The pain of the needle becomes one with my body and it feels as if it is a part of me; a part of my being. The consistent hum finally settles my nerves and gives me a sense of place in the world; a sense of belonging to the earth. I can almost taste it.

The feeling of that needle keeps me from screaming. The etch of the design on my skin is my way of coping; my way of not self-harming but still getting the feeling of self-harm in some way. It’s a soothing feeling, one that I can identify as safe. Safe… Safe from… Safe from I don’t know what yet. Maybe from myself; from my own demons that fester inside of me. These demons bury me in their infestation of despair and loneliness but I am able to breathe fresh air again through the injection of the ink.


“Wear your heart on your skin in this life.” ― Sylvia Plath

“Death is the easy part, the hard part is living and knowing you could be so much more then you’re willing to be.” ― Robert M. Drake

“Sometimes the most beautiful people are beautifully broken.” ― Robert M. Drake

“We swallowed the chaos because we knew we didn’t want to be ordinary.” ― Robert M. Drake


If you’ve ever gotten a tattoo, you’ll know what I’m talking about. You may even agree with me when I say it’s a coping mechanism. It’s also a way of expressing to others in a creative way what means the most to you and what you have suffered through during your lifetime. Recently, or rather extremely recently, I got another tattoo. It’s a peonies flower with the roman numerals XVI. That’s the number 16. It represents and serves as a reminder to me of the 16 days that I spent in the psych ward.
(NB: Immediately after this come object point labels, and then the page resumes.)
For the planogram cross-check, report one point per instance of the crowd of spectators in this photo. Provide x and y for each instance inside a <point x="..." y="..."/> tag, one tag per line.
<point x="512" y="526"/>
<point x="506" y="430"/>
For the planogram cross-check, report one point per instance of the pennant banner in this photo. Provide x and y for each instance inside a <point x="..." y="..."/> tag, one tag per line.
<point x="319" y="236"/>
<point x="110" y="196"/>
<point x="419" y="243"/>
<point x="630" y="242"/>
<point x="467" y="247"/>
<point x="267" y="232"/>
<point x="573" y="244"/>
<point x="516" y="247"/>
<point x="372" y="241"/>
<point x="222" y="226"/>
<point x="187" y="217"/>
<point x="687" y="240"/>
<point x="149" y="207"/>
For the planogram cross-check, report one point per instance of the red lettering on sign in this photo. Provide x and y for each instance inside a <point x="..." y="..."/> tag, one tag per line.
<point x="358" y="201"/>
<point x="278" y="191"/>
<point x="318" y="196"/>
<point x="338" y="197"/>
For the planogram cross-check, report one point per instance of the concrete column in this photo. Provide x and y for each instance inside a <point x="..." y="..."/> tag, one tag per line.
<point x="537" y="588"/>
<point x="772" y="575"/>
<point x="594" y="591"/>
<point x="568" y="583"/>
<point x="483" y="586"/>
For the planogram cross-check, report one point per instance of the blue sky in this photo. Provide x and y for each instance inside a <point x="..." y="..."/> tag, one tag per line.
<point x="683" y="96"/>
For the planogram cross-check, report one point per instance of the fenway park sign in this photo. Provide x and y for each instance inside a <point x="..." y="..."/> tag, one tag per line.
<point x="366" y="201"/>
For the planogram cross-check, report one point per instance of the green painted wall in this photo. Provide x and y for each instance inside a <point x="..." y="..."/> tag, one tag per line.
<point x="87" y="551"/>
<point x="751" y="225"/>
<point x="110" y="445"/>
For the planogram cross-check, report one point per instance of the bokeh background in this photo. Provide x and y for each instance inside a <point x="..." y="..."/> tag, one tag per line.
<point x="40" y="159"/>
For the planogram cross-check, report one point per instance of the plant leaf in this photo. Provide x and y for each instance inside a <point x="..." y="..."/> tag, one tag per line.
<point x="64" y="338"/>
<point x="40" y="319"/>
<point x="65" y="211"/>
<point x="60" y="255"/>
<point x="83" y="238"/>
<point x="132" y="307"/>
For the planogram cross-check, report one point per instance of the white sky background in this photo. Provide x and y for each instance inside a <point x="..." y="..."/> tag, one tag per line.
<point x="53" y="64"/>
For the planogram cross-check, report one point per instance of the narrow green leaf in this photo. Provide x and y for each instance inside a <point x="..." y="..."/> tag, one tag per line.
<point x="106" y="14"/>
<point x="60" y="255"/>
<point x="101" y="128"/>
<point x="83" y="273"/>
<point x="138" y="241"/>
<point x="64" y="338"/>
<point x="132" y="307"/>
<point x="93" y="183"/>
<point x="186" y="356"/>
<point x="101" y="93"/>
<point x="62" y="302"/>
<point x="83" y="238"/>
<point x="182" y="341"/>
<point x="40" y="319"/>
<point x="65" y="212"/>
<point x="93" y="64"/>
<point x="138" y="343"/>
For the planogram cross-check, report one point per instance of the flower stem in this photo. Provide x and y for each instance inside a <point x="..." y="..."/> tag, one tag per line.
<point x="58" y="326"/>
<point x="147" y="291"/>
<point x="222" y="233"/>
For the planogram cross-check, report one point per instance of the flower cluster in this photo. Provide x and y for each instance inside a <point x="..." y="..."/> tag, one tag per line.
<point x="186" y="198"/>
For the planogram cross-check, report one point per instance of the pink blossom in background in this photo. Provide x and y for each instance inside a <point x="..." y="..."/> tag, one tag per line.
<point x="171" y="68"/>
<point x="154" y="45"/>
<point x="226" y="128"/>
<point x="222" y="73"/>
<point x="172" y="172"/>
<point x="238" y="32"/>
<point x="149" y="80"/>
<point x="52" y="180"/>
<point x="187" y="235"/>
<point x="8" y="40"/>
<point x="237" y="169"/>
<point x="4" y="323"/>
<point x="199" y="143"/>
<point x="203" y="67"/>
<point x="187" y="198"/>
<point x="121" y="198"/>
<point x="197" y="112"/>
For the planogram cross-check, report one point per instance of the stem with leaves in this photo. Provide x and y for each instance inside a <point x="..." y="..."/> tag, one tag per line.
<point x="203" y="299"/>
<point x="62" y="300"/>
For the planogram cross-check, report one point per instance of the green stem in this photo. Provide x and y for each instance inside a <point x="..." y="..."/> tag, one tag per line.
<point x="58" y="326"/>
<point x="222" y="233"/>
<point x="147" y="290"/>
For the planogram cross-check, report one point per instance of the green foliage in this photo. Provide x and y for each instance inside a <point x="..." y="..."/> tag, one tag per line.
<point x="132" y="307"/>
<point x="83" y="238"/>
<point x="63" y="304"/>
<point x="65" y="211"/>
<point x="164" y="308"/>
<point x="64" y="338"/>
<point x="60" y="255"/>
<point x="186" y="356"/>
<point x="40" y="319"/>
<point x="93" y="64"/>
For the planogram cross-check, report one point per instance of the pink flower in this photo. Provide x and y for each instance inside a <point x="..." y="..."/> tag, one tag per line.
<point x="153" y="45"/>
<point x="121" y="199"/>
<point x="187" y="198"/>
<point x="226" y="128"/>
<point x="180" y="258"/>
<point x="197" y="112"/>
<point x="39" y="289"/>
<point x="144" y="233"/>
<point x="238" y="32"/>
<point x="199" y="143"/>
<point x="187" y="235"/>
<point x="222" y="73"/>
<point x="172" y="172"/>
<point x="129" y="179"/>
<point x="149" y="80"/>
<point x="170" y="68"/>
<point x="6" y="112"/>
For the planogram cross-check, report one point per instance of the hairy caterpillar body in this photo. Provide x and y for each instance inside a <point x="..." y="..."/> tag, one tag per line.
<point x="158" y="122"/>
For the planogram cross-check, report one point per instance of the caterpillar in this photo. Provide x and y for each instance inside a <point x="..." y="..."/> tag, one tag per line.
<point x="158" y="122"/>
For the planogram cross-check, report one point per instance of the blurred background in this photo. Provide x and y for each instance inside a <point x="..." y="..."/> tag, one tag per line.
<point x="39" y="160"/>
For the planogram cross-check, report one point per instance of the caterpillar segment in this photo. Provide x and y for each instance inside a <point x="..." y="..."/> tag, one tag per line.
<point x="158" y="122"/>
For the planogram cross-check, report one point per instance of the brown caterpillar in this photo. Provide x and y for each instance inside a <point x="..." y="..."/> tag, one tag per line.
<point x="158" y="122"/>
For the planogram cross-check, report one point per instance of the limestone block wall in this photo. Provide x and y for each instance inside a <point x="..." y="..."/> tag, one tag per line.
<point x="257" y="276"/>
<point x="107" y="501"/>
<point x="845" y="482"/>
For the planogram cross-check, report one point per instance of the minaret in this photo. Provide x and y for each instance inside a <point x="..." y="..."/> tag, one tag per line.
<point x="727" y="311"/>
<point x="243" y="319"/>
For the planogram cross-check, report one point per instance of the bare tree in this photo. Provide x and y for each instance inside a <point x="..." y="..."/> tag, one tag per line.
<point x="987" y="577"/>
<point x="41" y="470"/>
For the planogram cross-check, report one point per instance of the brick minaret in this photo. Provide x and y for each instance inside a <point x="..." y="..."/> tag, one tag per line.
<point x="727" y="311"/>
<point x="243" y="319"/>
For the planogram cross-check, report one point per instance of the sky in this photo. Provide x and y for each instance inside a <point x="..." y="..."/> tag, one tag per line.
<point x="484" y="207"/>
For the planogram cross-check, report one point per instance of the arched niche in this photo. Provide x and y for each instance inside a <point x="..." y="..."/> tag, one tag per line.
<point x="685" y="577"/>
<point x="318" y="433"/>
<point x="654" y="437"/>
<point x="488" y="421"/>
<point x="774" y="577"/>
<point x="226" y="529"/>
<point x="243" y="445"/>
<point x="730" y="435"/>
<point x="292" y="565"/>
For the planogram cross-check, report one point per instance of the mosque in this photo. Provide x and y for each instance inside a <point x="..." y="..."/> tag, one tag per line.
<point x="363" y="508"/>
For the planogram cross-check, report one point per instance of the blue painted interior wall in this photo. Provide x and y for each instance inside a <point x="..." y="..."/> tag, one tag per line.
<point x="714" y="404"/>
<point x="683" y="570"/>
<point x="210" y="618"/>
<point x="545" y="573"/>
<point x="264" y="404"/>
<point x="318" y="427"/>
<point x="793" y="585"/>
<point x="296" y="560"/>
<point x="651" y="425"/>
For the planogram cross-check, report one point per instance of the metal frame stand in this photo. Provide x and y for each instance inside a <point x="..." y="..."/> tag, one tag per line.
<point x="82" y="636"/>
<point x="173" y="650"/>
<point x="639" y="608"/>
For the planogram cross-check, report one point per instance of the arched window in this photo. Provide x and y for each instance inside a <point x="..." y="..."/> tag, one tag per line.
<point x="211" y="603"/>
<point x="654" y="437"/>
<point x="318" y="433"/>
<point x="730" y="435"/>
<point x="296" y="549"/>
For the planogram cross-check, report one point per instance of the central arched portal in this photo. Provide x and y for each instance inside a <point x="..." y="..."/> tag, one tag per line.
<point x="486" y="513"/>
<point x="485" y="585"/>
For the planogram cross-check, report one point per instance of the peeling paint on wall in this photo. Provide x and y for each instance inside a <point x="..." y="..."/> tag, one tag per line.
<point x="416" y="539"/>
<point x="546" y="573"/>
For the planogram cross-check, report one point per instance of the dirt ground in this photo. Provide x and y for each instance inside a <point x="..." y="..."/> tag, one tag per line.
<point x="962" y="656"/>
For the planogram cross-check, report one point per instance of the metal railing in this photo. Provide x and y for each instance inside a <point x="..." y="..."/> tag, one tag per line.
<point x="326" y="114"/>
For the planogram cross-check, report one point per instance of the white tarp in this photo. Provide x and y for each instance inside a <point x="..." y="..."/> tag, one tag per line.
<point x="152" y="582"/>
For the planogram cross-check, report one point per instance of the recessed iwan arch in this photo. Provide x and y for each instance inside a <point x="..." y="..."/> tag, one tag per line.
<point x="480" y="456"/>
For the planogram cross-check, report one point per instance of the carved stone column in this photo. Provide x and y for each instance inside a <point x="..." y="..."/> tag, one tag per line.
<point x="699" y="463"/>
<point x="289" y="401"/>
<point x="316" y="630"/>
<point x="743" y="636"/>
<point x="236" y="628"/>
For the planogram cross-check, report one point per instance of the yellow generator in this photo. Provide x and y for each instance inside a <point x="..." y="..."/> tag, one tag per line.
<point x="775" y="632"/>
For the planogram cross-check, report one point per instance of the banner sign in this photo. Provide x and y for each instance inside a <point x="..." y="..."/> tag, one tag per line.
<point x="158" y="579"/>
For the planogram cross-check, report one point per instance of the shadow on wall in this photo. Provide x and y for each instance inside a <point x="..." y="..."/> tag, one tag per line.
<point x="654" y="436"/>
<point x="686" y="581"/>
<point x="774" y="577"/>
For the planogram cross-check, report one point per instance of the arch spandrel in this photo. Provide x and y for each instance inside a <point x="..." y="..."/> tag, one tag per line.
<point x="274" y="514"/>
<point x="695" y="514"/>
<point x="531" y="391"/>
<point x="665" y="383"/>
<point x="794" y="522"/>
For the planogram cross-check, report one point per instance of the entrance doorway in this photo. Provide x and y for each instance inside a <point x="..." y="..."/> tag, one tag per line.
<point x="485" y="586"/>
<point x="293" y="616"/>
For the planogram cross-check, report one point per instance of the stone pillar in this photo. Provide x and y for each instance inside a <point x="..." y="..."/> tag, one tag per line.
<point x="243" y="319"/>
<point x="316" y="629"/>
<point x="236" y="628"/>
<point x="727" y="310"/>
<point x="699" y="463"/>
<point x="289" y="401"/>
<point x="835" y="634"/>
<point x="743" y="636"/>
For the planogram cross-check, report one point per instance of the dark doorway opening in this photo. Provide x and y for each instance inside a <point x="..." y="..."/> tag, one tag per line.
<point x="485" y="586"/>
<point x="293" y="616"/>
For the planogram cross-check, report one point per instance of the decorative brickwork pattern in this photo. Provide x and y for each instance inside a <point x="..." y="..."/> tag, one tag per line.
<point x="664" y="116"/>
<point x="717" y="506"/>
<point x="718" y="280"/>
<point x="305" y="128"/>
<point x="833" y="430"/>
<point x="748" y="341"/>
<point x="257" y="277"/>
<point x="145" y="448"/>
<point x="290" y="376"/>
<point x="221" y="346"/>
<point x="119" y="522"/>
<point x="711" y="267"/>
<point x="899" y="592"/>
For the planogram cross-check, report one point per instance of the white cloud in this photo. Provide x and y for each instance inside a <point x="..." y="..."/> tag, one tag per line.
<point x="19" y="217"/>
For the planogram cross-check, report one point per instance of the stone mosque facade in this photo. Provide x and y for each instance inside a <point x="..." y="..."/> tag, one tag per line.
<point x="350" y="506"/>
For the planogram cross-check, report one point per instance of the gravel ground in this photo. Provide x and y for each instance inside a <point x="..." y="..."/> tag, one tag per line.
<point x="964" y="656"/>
When I look down at my skin, it brings back vivid memories of things I will forever unwillingly remember; but it also helps me live through tough times. To look at my tattoos and know that I will survive is freeing for me. They give me strength to face whatever bullshit is being thrown at me that day, that week, that month or even that year. They are my security blanket and I am not ashamed to admit that.

Over the past three years, I have gotten quite a few tattoos and piercings. For some people, they are rebellious and unacceptable. For others, they are ugly and a waste of money. For me, they are my story. My tattoos are what have saved me from self-harm. My tattoos have made me feel human and real. My tattoos have made me feel like me.